Ein Ereignis ist stets entweder die Ursache oder die Wirkung eines anderen – so lautet ein ehernes Prinzip der ­Physik. Doch auf Quantenebene trifft das nicht immer zu.
Dominoeffekt

Das Prinzip von Ursache und Wirkung ist uns seit der Kindheit vertraut: Wenn man den ersten Dominostein in einer fein säuberlich aufgestellten Reihe antippt, fallen mit einem befriedigenden Rattern innerhalb weniger Sekunden nacheinander alle Steine um. Der Domino­effekt macht das Konzept der Kausalität greifbar, das überall in Wissenschaft und Alltag tief verwurzelt ist. Ereignis B, das Umkippen des letzten Dominosteins, ist eine Auswirkung von Ereignis A, dem Fallen des ersten Steins. B tritt erst nach A ein und nur dann, wenn A geschieht. Egal, ob zuerst der Stein ganz links in der Dominoreihe umkippt und somit das rechte Ende zuletzt oder ob wir ganz rechts beginnen und als letzter Stein der linke fällt, ein Ereignis muss das erste gewesen sein.

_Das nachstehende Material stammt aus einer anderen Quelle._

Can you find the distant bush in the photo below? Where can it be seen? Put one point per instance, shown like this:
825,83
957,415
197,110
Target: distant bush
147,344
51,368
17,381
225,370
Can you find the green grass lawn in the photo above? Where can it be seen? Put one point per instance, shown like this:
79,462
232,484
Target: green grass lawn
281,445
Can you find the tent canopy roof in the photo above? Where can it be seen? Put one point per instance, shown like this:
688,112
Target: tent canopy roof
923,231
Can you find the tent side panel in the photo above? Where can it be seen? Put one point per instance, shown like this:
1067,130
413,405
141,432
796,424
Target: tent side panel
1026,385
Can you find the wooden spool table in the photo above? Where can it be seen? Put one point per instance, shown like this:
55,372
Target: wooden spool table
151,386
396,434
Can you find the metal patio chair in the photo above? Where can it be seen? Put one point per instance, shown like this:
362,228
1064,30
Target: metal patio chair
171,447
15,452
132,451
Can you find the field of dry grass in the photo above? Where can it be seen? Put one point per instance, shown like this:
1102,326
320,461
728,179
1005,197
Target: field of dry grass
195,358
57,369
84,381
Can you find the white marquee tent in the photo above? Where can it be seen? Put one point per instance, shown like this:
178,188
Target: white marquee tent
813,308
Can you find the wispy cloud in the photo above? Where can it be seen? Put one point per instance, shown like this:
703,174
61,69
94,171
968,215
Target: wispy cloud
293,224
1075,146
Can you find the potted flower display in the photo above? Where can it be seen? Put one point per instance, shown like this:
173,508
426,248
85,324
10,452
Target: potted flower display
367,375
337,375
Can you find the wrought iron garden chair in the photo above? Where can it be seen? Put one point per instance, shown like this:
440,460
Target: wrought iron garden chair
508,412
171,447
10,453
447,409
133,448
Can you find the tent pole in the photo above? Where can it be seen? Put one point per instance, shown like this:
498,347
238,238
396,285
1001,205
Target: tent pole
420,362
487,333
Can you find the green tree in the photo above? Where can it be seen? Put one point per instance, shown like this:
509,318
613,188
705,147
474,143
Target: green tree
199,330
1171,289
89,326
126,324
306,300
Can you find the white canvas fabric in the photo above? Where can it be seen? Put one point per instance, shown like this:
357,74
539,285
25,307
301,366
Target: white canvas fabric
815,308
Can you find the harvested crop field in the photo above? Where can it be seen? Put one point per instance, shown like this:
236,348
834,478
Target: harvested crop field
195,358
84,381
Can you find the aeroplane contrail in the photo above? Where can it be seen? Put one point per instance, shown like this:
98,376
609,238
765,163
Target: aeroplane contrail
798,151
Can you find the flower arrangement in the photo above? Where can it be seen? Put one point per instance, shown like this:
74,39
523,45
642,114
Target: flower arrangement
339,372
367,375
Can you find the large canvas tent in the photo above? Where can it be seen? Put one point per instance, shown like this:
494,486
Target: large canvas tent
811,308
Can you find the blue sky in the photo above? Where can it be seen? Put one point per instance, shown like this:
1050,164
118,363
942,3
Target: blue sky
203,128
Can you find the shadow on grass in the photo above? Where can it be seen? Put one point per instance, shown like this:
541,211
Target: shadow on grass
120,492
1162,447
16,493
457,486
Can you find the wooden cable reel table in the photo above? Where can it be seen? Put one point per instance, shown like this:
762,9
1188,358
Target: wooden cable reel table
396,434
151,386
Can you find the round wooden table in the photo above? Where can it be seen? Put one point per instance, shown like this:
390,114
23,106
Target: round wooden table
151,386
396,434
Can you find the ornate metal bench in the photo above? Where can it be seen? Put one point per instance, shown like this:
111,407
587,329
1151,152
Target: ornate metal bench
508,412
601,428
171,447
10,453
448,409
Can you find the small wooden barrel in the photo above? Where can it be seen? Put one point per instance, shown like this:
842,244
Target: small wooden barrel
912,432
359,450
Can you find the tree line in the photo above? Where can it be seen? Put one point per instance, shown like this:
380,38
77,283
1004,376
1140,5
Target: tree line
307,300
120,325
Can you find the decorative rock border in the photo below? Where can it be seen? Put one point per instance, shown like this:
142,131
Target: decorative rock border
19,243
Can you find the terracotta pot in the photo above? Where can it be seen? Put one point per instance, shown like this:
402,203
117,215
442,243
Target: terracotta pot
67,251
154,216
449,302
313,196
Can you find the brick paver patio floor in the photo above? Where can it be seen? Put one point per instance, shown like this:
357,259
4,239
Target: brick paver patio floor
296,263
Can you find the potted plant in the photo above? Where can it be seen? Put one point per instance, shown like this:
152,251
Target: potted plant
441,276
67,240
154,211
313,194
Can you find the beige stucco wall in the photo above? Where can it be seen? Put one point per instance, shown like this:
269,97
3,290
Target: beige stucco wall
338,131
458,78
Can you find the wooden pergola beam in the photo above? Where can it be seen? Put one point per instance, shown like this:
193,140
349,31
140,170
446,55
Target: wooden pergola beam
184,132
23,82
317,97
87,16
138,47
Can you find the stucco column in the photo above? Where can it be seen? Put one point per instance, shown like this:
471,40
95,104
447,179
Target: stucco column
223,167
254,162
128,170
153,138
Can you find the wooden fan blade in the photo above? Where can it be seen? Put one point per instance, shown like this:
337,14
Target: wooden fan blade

In der Quantenwelt gelten andere Regeln. Manchmal lässt sich nicht sagen, ob nun A vor B stattgefunden hat oder ob B vor A kam. Und zwar nicht, weil diese Information aus der Apparatur irgendwie nicht ausgelesen werden könnte oder besonders gut versteckt wäre. Sie existiert einfach nicht. Die Quantenphysik erlaubt die Überlagerung beider Abläufe, eine »Superposition«. Das ist so, als würden die Dominosteine gleichzeitig sowohl von links nach rechts als auch von rechts nach links fallen.

Bei Experimenten mit einem einzelnen Lichtteilchen zeigten unsere beiden Wiener Arbeitsgruppen 2015, dass es unmöglich sein kann, zu sagen, in welcher Reihenfolge das Photon durch verschiedene Operationen gegangen ist, also ob von A nach B oder von B nach A. Ähnliche Experimente hat 2017 ein Team um Kevin Resch an der kanadischen University of Waterloo zusammen mit dem Theoretiker Robert Spekkens vom benachbarten Peri­meter Institute for Theoretical Physics durchgeführt. Die Physiker überlagerten nicht nur zwei Abläufe, sondern ganz verschiedene Zusammenhänge. So erzeugten sie beispielsweise eine Quantenmischung aus einer direkten
Ursache-Wirkungs-Beziehung – wie bei den Dominosteinen – und einer gemeinsamen Ursache-Beziehung. Für letztere ist eine klassische Analogie ein Regentag. Dieser kann zu üppigeren Wiesen, aber auch zum erhöhten Verkauf von Gummistiefeln führen. Schuhnachfrage und Pflanzenwachstum hängen jedoch nicht direkt voneinander ab. Die kanadischen Wissenschaftler haben es mit einem trickreichen Aufbau geschafft, mehrere solche grundverschiedenen Szenarien zu überlagern ...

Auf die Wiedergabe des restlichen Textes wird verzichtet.